A aprovação ocorreu após uma manobra regimental que dispensou o retorno do texto à Câmara dos Deputados, mesmo após alterações feitas pelos senadores. Antes da votação, a CCJ concedeu um pedido de vista de quatro horas para análise do relatório do senador Esperidião Amin (PP-SC), com emenda de redação, a pedido do senador Veneziano Vital do Rêgo (MDB-PB).
Conhecido como “PL da Dosimetria”, o texto contou com votos favoráveis de senadores da base governista, como Fabiano Contarato (PT-ES) e Rodrigo Pacheco (PSD-MG), enquanto outros aliados do Planalto optaram por não votar ou se ausentar.
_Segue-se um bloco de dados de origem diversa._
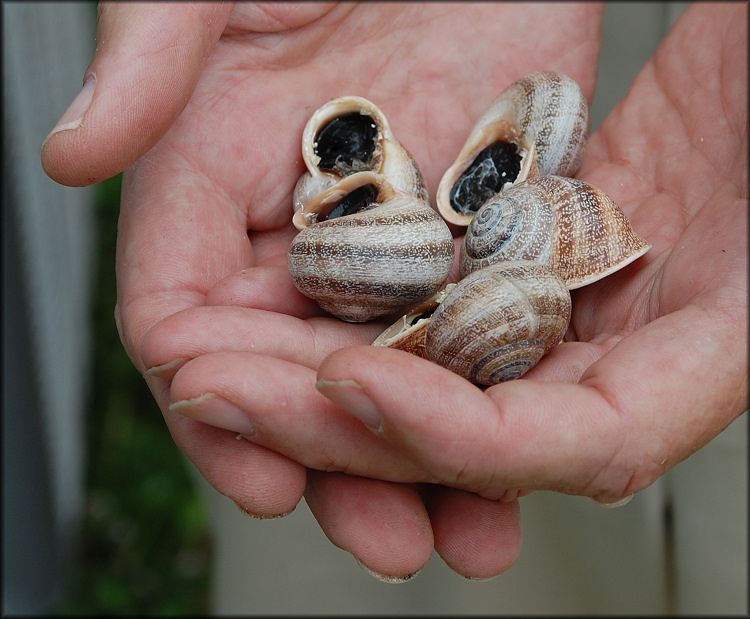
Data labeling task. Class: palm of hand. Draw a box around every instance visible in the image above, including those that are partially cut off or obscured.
[113,5,747,573]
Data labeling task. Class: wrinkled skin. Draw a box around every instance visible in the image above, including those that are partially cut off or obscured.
[43,3,748,578]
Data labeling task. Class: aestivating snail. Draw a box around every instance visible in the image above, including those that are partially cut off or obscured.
[288,172,455,322]
[294,96,429,210]
[460,176,651,289]
[436,71,589,226]
[373,260,571,385]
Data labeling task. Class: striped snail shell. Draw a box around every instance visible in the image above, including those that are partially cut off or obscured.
[436,71,589,226]
[372,284,456,359]
[288,172,455,322]
[460,176,651,289]
[373,260,571,385]
[294,96,429,210]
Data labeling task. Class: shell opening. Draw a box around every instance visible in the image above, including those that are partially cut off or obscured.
[450,141,522,215]
[313,112,379,176]
[318,183,380,221]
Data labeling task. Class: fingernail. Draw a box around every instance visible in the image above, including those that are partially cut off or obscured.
[169,393,255,436]
[146,357,190,378]
[315,380,382,431]
[45,75,96,142]
[594,494,634,508]
[355,557,422,585]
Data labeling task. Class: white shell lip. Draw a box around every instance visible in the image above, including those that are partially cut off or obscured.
[435,127,539,227]
[302,95,393,176]
[372,284,456,352]
[294,95,429,206]
[292,172,397,230]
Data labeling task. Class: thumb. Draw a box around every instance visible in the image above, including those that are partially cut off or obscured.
[42,2,233,186]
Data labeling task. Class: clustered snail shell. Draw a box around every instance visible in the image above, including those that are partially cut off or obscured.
[287,97,455,322]
[288,71,650,385]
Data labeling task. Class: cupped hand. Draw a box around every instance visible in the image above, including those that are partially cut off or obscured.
[42,3,601,578]
[173,4,748,504]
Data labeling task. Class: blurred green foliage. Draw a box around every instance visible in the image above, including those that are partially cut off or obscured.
[60,176,211,615]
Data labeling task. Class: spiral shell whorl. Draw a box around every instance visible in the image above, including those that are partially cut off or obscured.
[460,176,650,289]
[425,261,571,385]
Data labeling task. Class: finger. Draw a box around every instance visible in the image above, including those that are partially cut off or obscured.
[206,264,323,318]
[164,352,433,482]
[42,2,232,186]
[305,471,433,582]
[148,379,306,518]
[318,310,746,502]
[421,485,521,580]
[141,307,382,379]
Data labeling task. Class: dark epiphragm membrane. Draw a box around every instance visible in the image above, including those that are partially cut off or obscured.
[318,184,379,221]
[315,112,378,176]
[450,142,521,216]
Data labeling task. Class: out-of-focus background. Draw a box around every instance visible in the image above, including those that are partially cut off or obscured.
[2,2,747,615]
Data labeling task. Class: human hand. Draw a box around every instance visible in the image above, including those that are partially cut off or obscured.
[167,4,748,504]
[43,3,601,577]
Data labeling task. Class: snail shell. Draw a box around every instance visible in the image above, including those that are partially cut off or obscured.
[288,172,455,322]
[460,176,651,289]
[436,71,589,226]
[425,260,571,385]
[294,96,429,210]
[372,284,456,359]
[373,260,571,385]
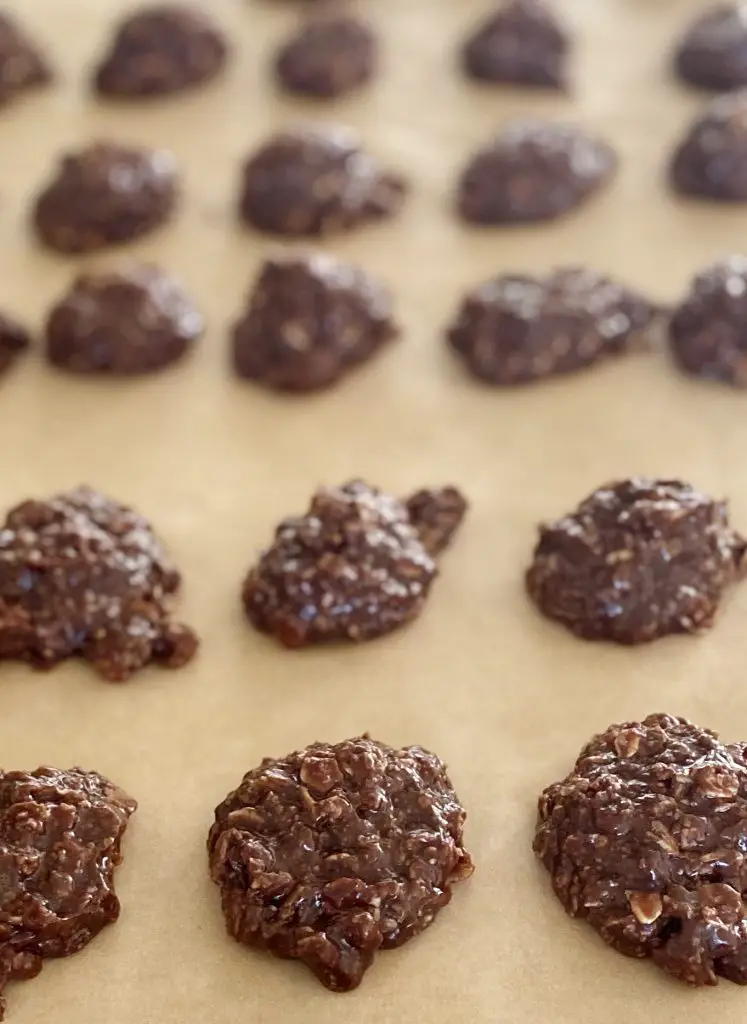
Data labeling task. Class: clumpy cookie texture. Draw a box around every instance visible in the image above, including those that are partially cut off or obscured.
[94,4,229,99]
[457,119,617,224]
[527,477,747,644]
[447,267,656,386]
[34,142,178,254]
[242,480,466,647]
[0,768,137,1020]
[234,252,399,391]
[669,91,747,203]
[240,125,407,238]
[208,736,472,991]
[46,266,205,376]
[0,487,198,682]
[674,2,747,92]
[461,0,570,89]
[534,715,747,985]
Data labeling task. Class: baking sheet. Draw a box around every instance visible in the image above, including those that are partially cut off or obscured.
[0,0,747,1024]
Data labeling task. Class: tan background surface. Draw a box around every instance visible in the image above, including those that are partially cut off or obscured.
[0,0,747,1024]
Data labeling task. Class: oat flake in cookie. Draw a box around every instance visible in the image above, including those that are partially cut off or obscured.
[242,480,466,647]
[34,142,178,254]
[240,125,407,238]
[527,477,747,644]
[0,768,137,1020]
[461,0,570,89]
[94,4,229,99]
[457,119,617,224]
[534,715,747,985]
[0,487,198,682]
[447,267,656,386]
[46,266,205,376]
[208,736,472,991]
[234,252,399,391]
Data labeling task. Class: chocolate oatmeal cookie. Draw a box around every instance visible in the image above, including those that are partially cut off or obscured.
[669,91,747,203]
[456,119,617,224]
[234,252,399,391]
[208,736,472,991]
[240,125,407,238]
[275,13,377,99]
[674,2,747,92]
[527,477,747,644]
[93,3,229,99]
[34,142,178,253]
[461,0,570,89]
[46,266,205,375]
[0,487,198,682]
[0,768,137,1020]
[242,480,465,647]
[447,267,656,386]
[534,715,747,985]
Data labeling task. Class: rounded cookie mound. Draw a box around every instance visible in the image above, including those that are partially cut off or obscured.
[275,14,377,99]
[208,736,472,991]
[447,267,656,386]
[674,3,747,92]
[240,126,407,238]
[0,487,198,682]
[457,119,617,224]
[534,715,747,985]
[461,0,570,89]
[34,142,178,253]
[234,253,399,391]
[46,266,205,375]
[94,4,227,99]
[527,477,747,644]
[0,768,137,1020]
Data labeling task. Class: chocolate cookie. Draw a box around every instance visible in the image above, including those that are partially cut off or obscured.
[34,142,178,253]
[457,119,617,224]
[275,14,377,99]
[208,736,472,991]
[0,487,198,682]
[46,266,205,375]
[527,477,747,644]
[234,252,399,391]
[534,715,747,985]
[0,768,137,1020]
[240,125,407,238]
[94,4,229,99]
[242,480,464,647]
[0,11,52,106]
[674,3,747,92]
[447,267,656,386]
[461,0,570,89]
[669,91,747,203]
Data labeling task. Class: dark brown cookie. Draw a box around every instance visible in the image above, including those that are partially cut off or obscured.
[0,768,137,1020]
[34,142,178,253]
[46,266,205,375]
[674,2,747,92]
[527,477,747,644]
[240,125,407,238]
[242,480,463,647]
[534,715,747,985]
[669,91,747,203]
[208,736,472,991]
[94,4,229,99]
[275,14,377,99]
[461,0,570,89]
[457,119,617,224]
[0,487,198,682]
[234,253,399,391]
[447,267,656,386]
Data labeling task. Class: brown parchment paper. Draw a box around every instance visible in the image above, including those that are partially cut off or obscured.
[7,0,747,1024]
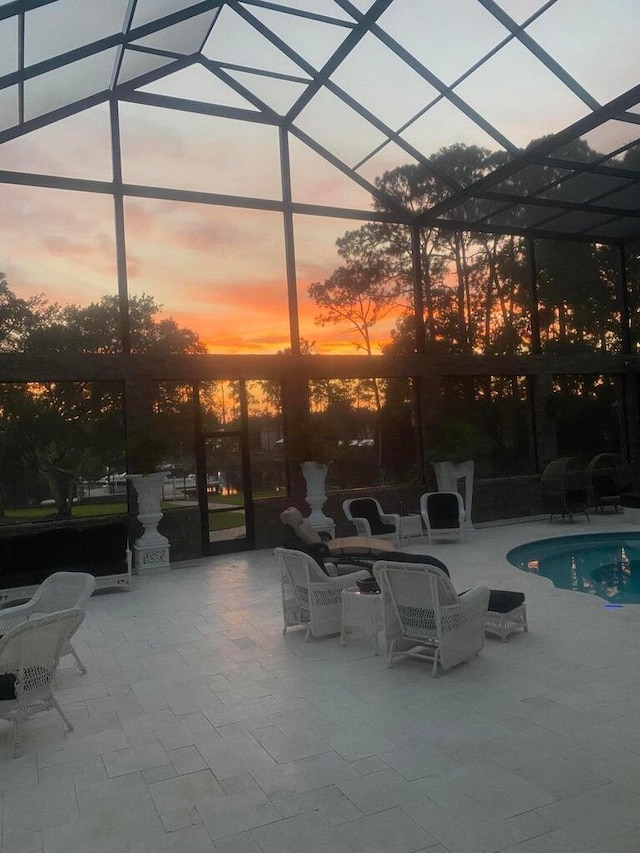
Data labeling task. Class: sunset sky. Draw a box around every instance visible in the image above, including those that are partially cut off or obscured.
[0,0,640,353]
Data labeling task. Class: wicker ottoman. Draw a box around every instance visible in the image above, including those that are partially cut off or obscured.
[484,589,529,643]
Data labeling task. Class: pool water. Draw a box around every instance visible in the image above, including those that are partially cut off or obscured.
[507,532,640,604]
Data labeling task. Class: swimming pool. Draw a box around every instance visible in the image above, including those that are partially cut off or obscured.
[507,532,640,604]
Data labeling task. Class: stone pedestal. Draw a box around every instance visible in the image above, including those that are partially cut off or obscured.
[300,462,336,536]
[127,473,171,575]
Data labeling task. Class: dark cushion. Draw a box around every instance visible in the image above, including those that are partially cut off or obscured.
[592,474,619,498]
[349,498,396,536]
[620,492,640,509]
[487,589,524,613]
[427,493,460,530]
[0,673,16,702]
[0,666,48,702]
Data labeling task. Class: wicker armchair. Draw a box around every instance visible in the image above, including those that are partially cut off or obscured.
[342,498,400,546]
[274,548,371,642]
[373,560,490,676]
[586,453,633,512]
[540,456,589,521]
[0,608,84,757]
[0,572,96,673]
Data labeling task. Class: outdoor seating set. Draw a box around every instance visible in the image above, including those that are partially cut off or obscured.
[0,572,96,757]
[275,495,528,675]
[342,492,465,545]
[540,453,640,521]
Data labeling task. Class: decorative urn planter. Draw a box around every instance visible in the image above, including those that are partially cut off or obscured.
[300,462,336,536]
[127,472,171,575]
[432,459,475,529]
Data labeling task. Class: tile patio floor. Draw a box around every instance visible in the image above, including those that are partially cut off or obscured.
[0,515,640,853]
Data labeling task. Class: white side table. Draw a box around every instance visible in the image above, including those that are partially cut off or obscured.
[340,586,384,654]
[400,515,423,545]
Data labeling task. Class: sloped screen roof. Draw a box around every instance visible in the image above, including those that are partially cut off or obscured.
[0,0,640,242]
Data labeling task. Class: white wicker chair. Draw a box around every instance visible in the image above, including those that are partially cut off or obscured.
[0,608,84,757]
[275,548,371,642]
[342,497,400,546]
[373,560,489,676]
[0,572,96,673]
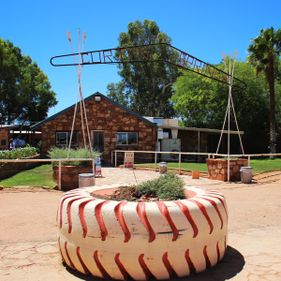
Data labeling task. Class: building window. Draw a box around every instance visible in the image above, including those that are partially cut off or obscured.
[116,132,138,145]
[56,131,79,147]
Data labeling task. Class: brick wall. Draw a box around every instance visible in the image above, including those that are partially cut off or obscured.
[36,96,156,162]
[206,159,248,181]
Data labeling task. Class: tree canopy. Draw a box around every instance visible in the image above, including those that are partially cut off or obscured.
[248,27,281,153]
[108,20,178,117]
[0,38,57,124]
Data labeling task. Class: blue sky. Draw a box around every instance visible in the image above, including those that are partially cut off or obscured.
[0,0,281,115]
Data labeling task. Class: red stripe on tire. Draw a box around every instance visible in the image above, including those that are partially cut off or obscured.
[95,201,109,241]
[203,245,211,268]
[206,194,228,215]
[60,194,79,228]
[184,249,197,273]
[189,199,214,234]
[114,201,131,243]
[202,198,223,229]
[162,252,178,278]
[58,237,66,262]
[66,197,84,233]
[76,247,90,274]
[137,202,156,243]
[78,199,95,238]
[156,201,179,241]
[114,253,133,280]
[139,254,157,280]
[217,242,221,263]
[93,251,112,280]
[174,201,198,238]
[64,241,76,269]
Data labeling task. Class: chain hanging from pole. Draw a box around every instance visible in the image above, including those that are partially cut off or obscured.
[67,29,93,158]
[216,54,245,181]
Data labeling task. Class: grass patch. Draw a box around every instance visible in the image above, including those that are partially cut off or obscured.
[0,164,56,188]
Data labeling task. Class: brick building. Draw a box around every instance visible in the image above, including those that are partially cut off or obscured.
[31,92,157,163]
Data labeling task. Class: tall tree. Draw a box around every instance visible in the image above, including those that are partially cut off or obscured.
[106,20,178,117]
[0,38,57,124]
[172,62,269,153]
[248,27,281,153]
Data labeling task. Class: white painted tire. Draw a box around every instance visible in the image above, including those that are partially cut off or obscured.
[57,185,228,280]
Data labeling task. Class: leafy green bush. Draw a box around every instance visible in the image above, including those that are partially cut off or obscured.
[48,147,100,166]
[0,145,37,159]
[137,174,185,200]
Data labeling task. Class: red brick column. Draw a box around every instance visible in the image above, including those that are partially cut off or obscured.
[206,159,248,181]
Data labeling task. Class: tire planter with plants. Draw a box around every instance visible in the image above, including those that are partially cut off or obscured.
[57,185,228,280]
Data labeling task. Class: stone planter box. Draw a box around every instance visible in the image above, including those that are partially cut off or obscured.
[206,159,248,181]
[0,155,41,180]
[57,185,228,280]
[53,166,93,190]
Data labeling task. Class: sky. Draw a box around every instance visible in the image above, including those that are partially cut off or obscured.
[0,0,281,115]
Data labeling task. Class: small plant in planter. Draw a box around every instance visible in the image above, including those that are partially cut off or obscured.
[108,174,186,201]
[48,147,100,190]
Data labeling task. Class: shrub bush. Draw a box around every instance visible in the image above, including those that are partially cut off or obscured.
[0,145,37,159]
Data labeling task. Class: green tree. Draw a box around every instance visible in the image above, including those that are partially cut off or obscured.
[107,81,130,106]
[0,39,57,124]
[248,27,281,153]
[172,62,269,152]
[106,20,178,117]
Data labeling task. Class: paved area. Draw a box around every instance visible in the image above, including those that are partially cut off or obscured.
[0,168,281,281]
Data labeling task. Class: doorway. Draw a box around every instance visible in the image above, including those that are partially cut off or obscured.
[92,130,104,153]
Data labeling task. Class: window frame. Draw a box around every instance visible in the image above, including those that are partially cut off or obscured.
[116,132,139,146]
[55,131,79,147]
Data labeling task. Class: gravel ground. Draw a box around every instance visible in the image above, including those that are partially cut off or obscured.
[0,168,281,281]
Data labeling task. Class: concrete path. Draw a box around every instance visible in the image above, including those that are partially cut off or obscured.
[0,168,281,281]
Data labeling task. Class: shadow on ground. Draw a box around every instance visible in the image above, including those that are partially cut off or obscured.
[66,246,245,281]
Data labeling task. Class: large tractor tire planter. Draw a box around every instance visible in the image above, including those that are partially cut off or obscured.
[57,185,228,280]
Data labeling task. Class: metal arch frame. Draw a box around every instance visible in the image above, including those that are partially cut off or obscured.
[50,43,246,88]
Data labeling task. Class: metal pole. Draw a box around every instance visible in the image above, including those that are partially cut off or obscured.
[179,153,181,175]
[59,161,61,190]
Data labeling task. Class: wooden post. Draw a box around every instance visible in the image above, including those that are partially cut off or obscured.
[59,160,61,190]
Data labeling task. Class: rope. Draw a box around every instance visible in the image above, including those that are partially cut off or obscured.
[67,29,93,157]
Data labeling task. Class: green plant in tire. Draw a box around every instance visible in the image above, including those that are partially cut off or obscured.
[48,147,100,166]
[137,174,185,200]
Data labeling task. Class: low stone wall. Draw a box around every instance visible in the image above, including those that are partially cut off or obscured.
[53,166,93,190]
[0,155,42,180]
[206,159,248,181]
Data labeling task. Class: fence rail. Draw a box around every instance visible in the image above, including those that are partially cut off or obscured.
[111,150,281,178]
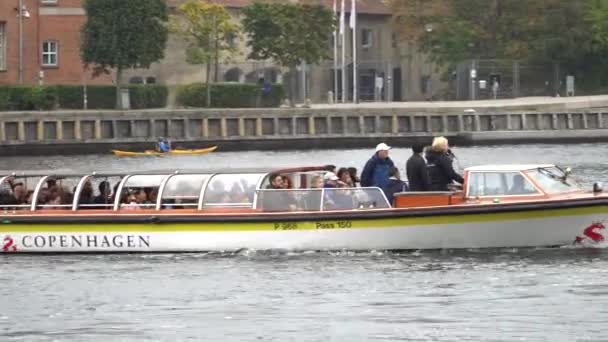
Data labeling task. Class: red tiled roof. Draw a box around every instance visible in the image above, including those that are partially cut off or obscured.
[167,0,391,15]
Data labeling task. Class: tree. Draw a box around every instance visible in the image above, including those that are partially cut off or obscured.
[391,0,543,69]
[170,0,239,107]
[242,3,336,105]
[80,0,168,108]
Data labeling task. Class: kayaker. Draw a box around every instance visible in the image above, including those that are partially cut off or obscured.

Durante o debate, houve preocupação de que a proposta pudesse beneficiar condenados por crimes além dos atos de 8 de janeiro. Para limitar esse alcance, o relator acatou emenda do senador Sergio Moro (União-PR), restringindo a redução de pena em regime fechado a crimes contra o Estado Democrático de Direito.
A proposta, aprovada na Câmara na semana passada, altera a Lei de Execução Penal ao estabelecer critérios objetivos para progressão de regime, redução e cumprimento mínimo das penas, com percentuais mais elevados para crimes hediondos, feminicídio, formação de milícia e reincidência. Também fixa que condenados por comandar organização criminosa estruturada para crimes hediondos deverão cumprir ao menos 50% da pena antes da progressão.